Czytałem tylko kilka zeszytów ze Złotej Ery, ale wyłapałem część nawiązań, które traktowałem na duży plus. A całościowo - czytałem ten komiks w maju 2018 po otrzymaniu go w prezencie urodzinowym (to był pierwszy komiks od trzech lat jaki miałem w ręku) i był dla mnie całkowicie przystępny, a gdy do niego wróciłem jakiś czas temu między powtórną lekturą
Year One i
The Long Halloween, również wpasowywał się dla mnie znakomicie, więc działa i tak i tak.
Pytanie brzmi, czy ten komiks jest w kanonie DC. Nie jest. Więc całe założenie tego komiksu to po prostu licentia poetica Johnsa.
Z jednej strony tak. Z drugiej - aż tak mnie nie interesuje co jest w oficjalnym kanonie, tylko to, co jest w "moim kanonie", czyli na moich półkach

Dlatego wiedza Bruce'a na temat tożsamości klauna mnie nie boli, bo serii
JL, w której usiadł na tronie i o to zapytał i tak nie czytałem. Ale już retcon wydarzeń z
The Killing Joke - wolałbym, aby ostatnie strony wyglądały zupełnie inaczej. Z innym finałem i zakończeniem +1 do oceny.
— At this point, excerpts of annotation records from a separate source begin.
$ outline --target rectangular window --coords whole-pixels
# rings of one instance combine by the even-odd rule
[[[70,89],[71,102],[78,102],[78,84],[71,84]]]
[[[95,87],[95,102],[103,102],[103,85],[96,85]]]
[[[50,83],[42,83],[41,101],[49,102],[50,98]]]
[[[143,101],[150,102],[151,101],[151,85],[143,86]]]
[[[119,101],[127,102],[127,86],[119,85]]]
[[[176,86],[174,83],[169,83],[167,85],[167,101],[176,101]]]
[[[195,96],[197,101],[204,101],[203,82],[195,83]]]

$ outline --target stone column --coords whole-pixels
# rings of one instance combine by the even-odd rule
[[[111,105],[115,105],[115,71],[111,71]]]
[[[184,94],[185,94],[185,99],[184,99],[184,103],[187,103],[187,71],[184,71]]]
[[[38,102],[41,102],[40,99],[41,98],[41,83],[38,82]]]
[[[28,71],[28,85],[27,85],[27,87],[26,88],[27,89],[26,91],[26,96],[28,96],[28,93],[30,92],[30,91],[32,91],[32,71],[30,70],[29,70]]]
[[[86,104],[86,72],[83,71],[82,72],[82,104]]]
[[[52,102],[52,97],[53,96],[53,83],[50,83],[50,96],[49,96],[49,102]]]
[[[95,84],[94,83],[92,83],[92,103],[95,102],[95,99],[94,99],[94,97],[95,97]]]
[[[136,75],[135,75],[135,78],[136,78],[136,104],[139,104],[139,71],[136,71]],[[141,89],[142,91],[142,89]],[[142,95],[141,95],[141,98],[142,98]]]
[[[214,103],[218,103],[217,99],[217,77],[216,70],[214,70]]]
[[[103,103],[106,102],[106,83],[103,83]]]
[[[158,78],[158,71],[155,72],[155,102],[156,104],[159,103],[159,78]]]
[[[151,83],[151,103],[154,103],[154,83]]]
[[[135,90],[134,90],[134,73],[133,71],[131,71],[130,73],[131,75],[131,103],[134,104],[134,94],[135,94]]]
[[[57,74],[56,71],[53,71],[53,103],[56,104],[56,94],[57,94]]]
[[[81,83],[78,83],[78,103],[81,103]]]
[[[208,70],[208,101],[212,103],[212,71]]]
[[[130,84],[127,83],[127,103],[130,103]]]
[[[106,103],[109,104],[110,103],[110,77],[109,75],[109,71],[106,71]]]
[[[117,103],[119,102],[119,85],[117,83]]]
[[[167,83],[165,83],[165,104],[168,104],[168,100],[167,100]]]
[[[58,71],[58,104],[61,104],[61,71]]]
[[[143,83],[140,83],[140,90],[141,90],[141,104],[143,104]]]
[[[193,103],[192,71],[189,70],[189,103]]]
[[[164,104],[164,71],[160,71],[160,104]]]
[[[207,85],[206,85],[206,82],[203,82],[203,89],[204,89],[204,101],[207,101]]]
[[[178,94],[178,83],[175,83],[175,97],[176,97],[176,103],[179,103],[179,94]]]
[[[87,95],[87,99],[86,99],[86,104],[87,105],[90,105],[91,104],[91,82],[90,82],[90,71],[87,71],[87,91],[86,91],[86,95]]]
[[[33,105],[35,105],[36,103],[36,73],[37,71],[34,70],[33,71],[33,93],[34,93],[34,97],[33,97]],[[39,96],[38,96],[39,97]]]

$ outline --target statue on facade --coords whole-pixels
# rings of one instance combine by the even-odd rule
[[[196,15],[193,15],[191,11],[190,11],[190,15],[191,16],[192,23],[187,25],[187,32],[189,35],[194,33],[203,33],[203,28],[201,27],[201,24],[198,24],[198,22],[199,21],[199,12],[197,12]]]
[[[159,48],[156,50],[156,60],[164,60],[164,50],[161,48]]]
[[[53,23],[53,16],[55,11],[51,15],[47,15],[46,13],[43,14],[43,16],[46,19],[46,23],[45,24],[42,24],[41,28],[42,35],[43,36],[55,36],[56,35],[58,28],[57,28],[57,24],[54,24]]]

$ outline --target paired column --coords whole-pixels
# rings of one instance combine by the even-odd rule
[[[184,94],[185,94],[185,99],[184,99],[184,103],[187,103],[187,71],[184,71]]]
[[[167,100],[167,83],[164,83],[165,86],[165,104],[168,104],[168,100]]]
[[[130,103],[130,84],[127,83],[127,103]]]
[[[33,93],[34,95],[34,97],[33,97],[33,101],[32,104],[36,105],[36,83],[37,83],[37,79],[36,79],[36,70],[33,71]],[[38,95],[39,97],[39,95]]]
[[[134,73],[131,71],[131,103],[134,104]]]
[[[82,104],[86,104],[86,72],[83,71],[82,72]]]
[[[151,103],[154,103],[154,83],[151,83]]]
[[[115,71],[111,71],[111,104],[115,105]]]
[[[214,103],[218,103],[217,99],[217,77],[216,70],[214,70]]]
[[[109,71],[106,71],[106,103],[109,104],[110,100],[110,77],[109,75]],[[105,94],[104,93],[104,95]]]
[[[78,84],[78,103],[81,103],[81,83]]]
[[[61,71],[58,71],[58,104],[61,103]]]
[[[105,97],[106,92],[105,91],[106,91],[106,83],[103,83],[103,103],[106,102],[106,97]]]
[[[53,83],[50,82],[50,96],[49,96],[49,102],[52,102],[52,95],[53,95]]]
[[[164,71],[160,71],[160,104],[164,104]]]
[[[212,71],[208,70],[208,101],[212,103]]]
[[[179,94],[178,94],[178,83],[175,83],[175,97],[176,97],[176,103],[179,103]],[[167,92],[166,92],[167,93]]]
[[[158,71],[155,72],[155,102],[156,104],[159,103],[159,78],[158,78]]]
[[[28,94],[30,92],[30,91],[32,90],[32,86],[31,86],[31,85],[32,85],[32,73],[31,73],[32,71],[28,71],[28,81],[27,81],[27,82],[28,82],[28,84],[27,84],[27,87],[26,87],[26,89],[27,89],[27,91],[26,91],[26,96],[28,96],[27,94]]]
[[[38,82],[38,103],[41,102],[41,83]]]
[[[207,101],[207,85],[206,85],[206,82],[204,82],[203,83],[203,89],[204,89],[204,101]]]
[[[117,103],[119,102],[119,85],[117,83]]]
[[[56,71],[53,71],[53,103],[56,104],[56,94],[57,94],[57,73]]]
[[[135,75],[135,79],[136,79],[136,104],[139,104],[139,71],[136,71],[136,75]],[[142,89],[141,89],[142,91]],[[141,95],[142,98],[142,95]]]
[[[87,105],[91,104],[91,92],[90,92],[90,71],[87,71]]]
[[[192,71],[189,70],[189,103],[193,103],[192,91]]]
Ooo, tutaj to się nie zgadzam z każdym jednym zdaniem. 
Zauważyłem, że na tym forum komiks ten jest raczej lubiany i sporo osób brało go z kolekcji Hachette. Mnie autentycznie bardzo się nie podobał. Kilka dni / tygodni po lekturze przeszedłem się do Sklepu Komiksowego w Łodzi (gdy jeszcze był stacjonarnie) i wymieniłem go na dwa Batmanowe Semici (1/96 i chyba 11/94). Nie żałuję.
To zaledwie jeden z dwóch komiksów kupionych przeze mnie w ostatnich 6-7 latach, którego się pozbyłem. Drugim był
Mroczny książę z bajki Mariniego, o którym również czytałem bardzo pochlebne opinie, a mi zupełnie nie podszedł (wymieniłem się z kimś z olx na
Nową granicę). Młodszy brat dostał go później na urodziny i miałem okazję dać mu drugą szansę, ale odpuściłem po kilku stronach. Nie moja bajka.